North Alaskan Eskimos - Marriage and Family



Marriage. Traditionally, incest prohibitions applied absolutely to siblings, strongly to first cousins, and rather weakly beyond that. Parents attempted to control, and certainly to influence, their children's choice of a spouse, but there was no institutionalized betrothal system. Monogamy predominated, with polygyny practiced by a few wealthy men, most of whom had two wives, but a few of whom had as many as five. Polyandry was permitted, but was extremely rare. Postmarital residence was bilocal. Divorce was common, especially during the early years of adult life. It could be effected by either party.

Domestic Unit. A household could consist of a single conjugal family, but usually comprised two or more conjugal families connected by sibling or cousin ties reckoned through either the female or male lines, or both. Adjacent houses were usually occupied by people who were closely related and often were connected to one another by tunnels or passageways, the whole being a single economic and political unit managed by the family head and his wife. Three-generation households were common. This general pattern prevailed until the late 1960s, after which the population increase and the imposition of the U.S. system of land ownership and of clearly bounded property lines in the villages made it difficult to perpetuate.

Inheritance. Individually owned movable property was buried with the deceased. Houses, boats, and other items owned by the family as a whole continued to be used by the surviving members of that family.

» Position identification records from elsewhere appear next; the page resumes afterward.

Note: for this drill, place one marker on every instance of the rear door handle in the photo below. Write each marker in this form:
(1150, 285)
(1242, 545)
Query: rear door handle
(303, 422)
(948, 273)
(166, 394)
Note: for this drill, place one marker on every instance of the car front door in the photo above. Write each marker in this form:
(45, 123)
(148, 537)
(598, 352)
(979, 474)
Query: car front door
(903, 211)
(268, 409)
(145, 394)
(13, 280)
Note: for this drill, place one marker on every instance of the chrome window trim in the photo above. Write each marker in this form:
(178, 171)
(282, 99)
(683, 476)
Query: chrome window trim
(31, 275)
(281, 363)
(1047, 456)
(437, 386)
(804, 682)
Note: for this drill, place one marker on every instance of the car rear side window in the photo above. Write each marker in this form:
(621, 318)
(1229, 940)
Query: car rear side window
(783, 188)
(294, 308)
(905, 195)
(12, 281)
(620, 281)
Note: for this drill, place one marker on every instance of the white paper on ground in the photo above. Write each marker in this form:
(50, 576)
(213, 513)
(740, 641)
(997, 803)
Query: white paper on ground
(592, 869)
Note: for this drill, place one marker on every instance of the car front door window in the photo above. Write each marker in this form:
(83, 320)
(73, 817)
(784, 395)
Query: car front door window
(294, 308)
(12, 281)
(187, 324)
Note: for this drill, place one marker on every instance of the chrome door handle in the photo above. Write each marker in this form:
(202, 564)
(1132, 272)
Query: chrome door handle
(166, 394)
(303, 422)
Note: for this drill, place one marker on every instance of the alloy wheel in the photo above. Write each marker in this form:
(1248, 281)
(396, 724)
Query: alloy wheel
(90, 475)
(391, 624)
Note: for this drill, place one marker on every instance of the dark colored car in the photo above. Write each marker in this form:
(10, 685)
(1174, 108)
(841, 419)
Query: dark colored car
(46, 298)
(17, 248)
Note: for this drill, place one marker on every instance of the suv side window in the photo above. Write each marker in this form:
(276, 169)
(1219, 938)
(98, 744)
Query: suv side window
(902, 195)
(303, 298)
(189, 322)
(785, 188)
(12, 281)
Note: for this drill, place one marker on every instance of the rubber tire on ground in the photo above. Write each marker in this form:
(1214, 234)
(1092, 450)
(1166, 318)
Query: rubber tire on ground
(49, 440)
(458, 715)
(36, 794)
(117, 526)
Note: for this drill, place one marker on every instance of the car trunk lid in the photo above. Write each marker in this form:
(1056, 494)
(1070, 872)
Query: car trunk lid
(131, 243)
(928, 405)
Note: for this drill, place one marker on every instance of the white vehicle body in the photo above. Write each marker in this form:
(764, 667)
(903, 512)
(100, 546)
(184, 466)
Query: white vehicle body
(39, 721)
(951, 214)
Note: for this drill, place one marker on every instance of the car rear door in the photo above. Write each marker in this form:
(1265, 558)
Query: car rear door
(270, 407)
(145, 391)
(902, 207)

Socialization. Traditionally, the ratio of adults to children was high, and children received a great deal of individual attention and supervision. Discipline was permissive. Children were encouraged to learn by a combination of admonition, example, and especially practice. The traditional approach is still preferred in native households. As the ratio of children to adults increased in the twentieth century, however, it became less effective because there were too many children to look after with the same level of care. Jobs now take one or more parents out of the house for several hours each day, and much socialization takes place outside the family context, primarily in schools.